Le petit fantôme eut du mal à traîner son boulet qui ne le quittait pas et pesait comme un âne mort. Qu’est-ce qu’il en voulait à ce satané auteur qui lui faisait porter ce truc ultra lourd, et ça depuis belle lurette, depuis le début de son histoire exactement. Il aurait bien aimé être comme Oscar qui pouvait voler comme il voulait, mais apparemment l’auteur n’avait pas eu la même bonne idée, histoire d’époque peut-être.
Arthur était amoureux de la petite fantôme qui vivait dans le livre de la 3e étagère tout en bas de l’escalier. Il l’avait rencontrée par hasard, au détour d’une page, quand un enfant avait ouvert le livre par mégarde. Du haut de son étagère presque au plafond, il l’avait aperçue. Elle n’avait pas de boulet elle non plus et sa robe orange qui scintillait de mille feux lui faisait penser aux flammes dans la cheminée. D’ailleurs, il voulait lui dire qu’elle éveillait en lui plein de choses , qu’elle brillait dans son cœur. Il souhaitait lui murmurer qu’elle était la femme de ses rêves et qu’elle éclairait ses nuits. Oui, il avait vu que c’était écrit dans son livre, il pouvait le répéter parce que dans son histoire, le monsieur qui avait dit ça avait rendu très heureuse la dame.
Sauf que le temps qu’il descende avec sa boule accrochée à son pied, Oscar était arrivé avant lui et avait commencé à feuilleter les pages pour rencontrer l’objet de ses rêves. Orangette qu’elle s’appelait. Il ne s’était pas foulé l’auteur. Sans doute que c’était sa robe qui l’avait inspiré, à moins que ce soit le contraire.
— Pourquoi tu pleures ?
— C’est moi d’abord qui lui demande !
Arthur armé de sa chaîne finalement bien pratique la brandissait pour faire reculer Oscar.
— Ne vous chamaillez pas mes amis, les interrompit le vieux libraire. Je ferme ma boutique pour que vous puissiez vous évader un peu, n’en profitez pas pour vous battre. Que se passe-t-il ?
— C’est Arthur, il est amoureux, il est amoureux.
Oscar, un fantôme dans la fleur de l’âge volait en rond autour du lustre délabré, ramassant au passage toutes les toiles d’araignées.
— Pourquoi tu pleures ?
Arthur s’approchait de sa belle, qui, recroquevillée au fond de sa page, tremblait de trouille.
— J’ai peur !
— Ben pourquoi, tu ne risques pas grand-chose, l’histoire est écrite.
— J’aime pas la page 666.
Arthur qui voulait faire le fanfaron sourit :
— Ah tu souffres de hexakosio… hexakosioi…
— hexakosioïhexekontahexaphobie, souffla Oscar
Vexé le petit fantôme répondit :
— J’allais le dire, tu m’as coupé la parole.
— Vas-y alors, dis-le !
— Ce n’est pas bientôt fini tous les deux, rugit le vieux monsieur en brandissant sa canne.
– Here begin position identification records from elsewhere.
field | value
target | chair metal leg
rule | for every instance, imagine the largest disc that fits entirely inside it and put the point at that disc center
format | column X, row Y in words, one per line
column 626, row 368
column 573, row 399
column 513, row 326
Encore un mot,  je vous renferme dans vos livres à tout jamais.
Orangette pleura de plus belle.
— Je veux sortir d’ici, je n’aime pas cette page, j’ai peur. Trop de 6, je veux sortir.
— C’est quoi ton histoire, demanda Arthur, intéressé.
— Je suis prisonnière, et je ne peux pas sortir de ma chambre. J’aurais bien aimé être comme Raiponce, avoir des longs cheveux, j’aurais pu passer par la fenêtre.
— C’est vrai qu’il t’a pas raté ton auteur, avec tes boucles frisées comme un mouton.
— Veux-tu te taire !
Arthur brandit à nouveau son boulet. Mais le libraire fatigué de ces disputes tendit sa canne et tous deux réintégrèrent leurs livres et les pages se fermèrent d’un coup sec en soulevant un nuage de poussière.
— Je vous avais prévenus. Je ne veux plus rien entendre.
Il saisit alors le livre d’Orangette et tourna les pages avec sa canne. La petite fantôme eut alors la joie de pouvoir s’échapper du volume.
Du haut de son étagère, Arthur, collé à sa couverture, regardait son amoureuse se déployer et voleter dans la librairie. Qu’elle était jolie et flamboyante et quel idiot, lui. Il avait l’air malin, scotché dans son livre. En plus, le boulet lui faisait mal. Quelle idée de se bagarrer avec Oscar, le voilà bien puni maintenant.
Orangette vint se poser sur le vieux secrétaire du libraire. Elle n’osait pas demander ce qui lui tenait tant à cœur.
— Quelle est ta requête ?
— Je vais devoir retourner dans mon livre ?
— Pourquoi l’histoire ne te plait pas ?
— J’aimerais bien aller avec Oscar.
— Mais je ne peux pas réécrire l’histoire, l’auteur ne serait pas content.
— Il est mort l’auteur !
Le vieux monsieur éclata de rire.
— Oui, mais ça ne change rien. Je ne peux pas faire ça !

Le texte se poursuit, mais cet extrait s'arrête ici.